I’m in my car, sweaty after a day of working hard, and surrounded by a bunch of shit like a mobile hoarder with a windshield so cracked it’s a Rorschach blot. And it’s the night I start reclaiming my ankles from the bloat shit-eating (from lack of time) has attacked me with so I’m headed to some fruits and veggies to begin the process.
And as I pull into the Sugar House Whole Foods shopping center, Led Zeppelin talks to me of sex and texting that guy later and navigating my car around the corner of the parking lot, I see a family outside of Jamba Juice. Mom, dad, two kids, at a table, drinking their frozen juice together as the sun sets.
And I’m 13 years out from my divorce—my kids can’t even imagine I was ever married to their dad—yet while the two little Jamba Juice kids float around dad in his white shirt and crossed legs, leaning back in the chair as if owning all things, there we are. James and I. Taking part in this ritual of “quality time.” Going to Costco on the weekend, buying stuff we didn’t need, pretending we weren’t pretending, making every stupid little thing an event like we were just killing time. Enforcing planned interactions as if we’d forgotten how to be alive and normalizing incremental toxicity‘s—me sympathetically listening, wearing kid snot and no sleep, as he complains about his business dinner in France, etcetc—until I’m overweight and crying in the living room at 1 a.m., giving everything to smother emotional holes for the sake of some labels. “Husband”, “wife”, “married.” For the sake of a romantic dream some boring asshole made up as if it’s a holy symbol of stability to commit to 60 fucking years of trying to be the same.
And when you’re handed a bunch of shit from parents and magazines and TV, your loneliness feels like a personal flaw. Your fear is you not being brave enough.” Every unfulfilled need you speak up about is you being “too sensitive.” And blonde-haired blue-eyed good looks in white shirts have this world to themselves; charming the outside world because they know that shit sells. A dad as coiffed and overconfident as the patriarchy—unapologetically sucking oxygen out of a universe he doesn’t have to share—while mom long-steeped in her gender role as pacifist revolves around him like a planet dressed in clothes and calling him “honey.”
Thirteen years. Not long enough to forget that Mr. Coiffed then goes home to criticize every little thing that disturbs the sanctity of himself. Which ends up being the fish almondine I make for dinner and the girls’ happy squeals which are apparently way too loud for him to hear his Xbox.

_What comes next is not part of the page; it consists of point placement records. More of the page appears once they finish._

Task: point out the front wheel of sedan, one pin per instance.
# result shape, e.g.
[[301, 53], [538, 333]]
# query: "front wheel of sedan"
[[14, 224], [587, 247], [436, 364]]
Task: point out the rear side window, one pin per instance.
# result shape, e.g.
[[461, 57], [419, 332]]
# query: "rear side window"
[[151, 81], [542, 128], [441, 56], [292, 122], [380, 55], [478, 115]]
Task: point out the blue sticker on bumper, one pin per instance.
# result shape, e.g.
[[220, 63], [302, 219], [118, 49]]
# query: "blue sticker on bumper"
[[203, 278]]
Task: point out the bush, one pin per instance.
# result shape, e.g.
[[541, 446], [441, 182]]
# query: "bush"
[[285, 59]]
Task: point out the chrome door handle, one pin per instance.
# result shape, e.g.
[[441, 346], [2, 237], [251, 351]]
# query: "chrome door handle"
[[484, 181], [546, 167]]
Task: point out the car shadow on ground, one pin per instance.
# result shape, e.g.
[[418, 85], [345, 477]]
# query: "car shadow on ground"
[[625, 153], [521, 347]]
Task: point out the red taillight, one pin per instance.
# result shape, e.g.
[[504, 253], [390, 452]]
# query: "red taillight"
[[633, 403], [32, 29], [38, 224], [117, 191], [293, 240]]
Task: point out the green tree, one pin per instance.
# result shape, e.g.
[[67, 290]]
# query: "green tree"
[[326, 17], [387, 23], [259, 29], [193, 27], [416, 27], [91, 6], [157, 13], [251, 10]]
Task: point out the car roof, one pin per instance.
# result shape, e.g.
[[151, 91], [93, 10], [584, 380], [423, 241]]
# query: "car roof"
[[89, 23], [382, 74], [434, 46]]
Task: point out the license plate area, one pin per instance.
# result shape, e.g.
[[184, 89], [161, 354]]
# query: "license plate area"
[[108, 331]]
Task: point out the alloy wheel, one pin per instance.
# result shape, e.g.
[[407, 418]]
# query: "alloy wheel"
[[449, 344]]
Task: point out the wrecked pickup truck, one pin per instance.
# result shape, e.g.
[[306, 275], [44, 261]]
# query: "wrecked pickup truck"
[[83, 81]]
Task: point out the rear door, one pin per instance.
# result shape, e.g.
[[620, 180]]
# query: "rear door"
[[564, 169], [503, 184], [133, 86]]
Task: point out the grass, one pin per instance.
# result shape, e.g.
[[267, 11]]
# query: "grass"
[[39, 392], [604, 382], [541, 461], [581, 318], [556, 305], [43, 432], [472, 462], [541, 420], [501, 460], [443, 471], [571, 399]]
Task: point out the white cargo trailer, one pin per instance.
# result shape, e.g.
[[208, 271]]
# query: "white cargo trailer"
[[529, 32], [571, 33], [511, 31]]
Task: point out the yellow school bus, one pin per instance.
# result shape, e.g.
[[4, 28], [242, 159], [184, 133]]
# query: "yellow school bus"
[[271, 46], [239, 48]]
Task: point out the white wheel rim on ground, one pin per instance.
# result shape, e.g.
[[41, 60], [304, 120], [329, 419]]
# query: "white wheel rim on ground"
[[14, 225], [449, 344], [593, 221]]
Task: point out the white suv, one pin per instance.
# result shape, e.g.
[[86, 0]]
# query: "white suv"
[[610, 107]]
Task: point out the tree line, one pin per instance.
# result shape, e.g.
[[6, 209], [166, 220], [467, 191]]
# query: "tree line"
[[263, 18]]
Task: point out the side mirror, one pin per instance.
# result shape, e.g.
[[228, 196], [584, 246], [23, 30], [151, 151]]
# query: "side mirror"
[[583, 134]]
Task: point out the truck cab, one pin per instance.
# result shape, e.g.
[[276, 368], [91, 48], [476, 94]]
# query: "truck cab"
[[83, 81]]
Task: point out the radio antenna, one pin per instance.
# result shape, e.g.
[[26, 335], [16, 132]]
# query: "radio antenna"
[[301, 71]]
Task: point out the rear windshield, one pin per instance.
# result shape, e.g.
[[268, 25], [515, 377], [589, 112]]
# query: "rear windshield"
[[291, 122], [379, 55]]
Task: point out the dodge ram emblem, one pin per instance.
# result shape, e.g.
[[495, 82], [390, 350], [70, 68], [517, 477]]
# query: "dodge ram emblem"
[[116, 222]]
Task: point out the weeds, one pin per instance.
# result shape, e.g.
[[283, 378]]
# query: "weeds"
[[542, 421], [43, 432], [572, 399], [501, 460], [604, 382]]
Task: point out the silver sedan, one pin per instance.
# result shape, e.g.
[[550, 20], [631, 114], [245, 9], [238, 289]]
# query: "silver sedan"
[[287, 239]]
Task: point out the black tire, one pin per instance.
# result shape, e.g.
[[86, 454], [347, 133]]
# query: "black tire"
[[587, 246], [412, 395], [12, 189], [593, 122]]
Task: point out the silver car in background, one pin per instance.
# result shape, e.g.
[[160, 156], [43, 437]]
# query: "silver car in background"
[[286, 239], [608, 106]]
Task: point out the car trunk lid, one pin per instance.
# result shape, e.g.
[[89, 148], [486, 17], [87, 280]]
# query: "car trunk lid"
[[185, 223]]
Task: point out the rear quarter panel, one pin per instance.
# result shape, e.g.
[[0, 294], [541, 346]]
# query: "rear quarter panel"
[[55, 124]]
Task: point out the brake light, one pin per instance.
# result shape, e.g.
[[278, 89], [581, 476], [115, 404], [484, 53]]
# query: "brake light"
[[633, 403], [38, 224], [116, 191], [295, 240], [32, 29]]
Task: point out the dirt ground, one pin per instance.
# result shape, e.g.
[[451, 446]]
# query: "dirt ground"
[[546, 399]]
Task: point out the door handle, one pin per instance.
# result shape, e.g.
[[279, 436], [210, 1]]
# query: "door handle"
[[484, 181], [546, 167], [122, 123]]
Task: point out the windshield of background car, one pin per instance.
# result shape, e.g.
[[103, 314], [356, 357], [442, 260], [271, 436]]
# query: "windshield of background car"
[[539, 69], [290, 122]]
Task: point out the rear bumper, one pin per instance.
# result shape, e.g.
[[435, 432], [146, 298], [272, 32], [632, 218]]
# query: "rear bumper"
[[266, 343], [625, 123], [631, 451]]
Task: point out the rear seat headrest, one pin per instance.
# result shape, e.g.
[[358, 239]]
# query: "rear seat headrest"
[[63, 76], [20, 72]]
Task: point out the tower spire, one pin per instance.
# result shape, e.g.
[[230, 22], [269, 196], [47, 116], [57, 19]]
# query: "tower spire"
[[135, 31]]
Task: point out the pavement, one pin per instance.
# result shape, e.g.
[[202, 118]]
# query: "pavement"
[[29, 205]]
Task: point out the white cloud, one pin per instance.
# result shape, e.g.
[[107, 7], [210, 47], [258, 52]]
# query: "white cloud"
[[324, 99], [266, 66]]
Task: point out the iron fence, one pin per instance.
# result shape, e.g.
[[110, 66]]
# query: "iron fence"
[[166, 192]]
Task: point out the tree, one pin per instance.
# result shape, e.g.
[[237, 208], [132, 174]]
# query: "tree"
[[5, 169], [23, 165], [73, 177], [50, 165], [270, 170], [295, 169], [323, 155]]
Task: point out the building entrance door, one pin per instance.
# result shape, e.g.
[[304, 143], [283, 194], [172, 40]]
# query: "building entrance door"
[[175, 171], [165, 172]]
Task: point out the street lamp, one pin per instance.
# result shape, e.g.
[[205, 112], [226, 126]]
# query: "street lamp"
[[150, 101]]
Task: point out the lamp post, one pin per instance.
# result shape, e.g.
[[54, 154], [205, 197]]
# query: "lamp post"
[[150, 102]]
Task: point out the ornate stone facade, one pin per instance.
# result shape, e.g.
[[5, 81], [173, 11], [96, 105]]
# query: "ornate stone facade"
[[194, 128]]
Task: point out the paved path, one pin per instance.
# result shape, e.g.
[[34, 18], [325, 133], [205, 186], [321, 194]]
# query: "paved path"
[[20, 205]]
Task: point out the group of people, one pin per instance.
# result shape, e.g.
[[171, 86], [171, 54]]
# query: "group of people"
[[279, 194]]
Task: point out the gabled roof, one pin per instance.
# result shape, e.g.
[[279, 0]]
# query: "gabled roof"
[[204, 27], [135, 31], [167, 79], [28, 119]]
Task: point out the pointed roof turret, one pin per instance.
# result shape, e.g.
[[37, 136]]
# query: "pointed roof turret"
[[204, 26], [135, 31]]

And as I pass this family outside Jamba Juice, I see the past. I see the pain, the effort, how I never would’ve walked away and am so thankful he cheated and left.
For you don’t know life’s set up for salesmanship and brutality until you’re outside of what you bought. Until your stable family life, income, and sense of self-worth no longer rests upon making excuses for cruelty and narcissism.
Because marriage itself isn’t the sanctity of anything; the sanctity rests with the ideal to be better, more alive people because of it.
And as I sit in my car making my list, the sun looks like it’s resting. Like having Journeyed across our lives its holding position for one last look. Catching sight as it does of a 52 year old women who works too hard and sleeps too little—whose self-care is akin to a shot of whiskey while crying softly in a bathroom—in a filthy car with bloated ankles, blasting Led Zeppelin and 100% Life, and Panning out from a Jamba Juice scene to view a former self with a search light of the soul.
Realizing as she does that marriage doesn’t always make you more alive while you’re inside it; sometimes it makes you more alive in the parking lot of Whole Foods on a June evening long after.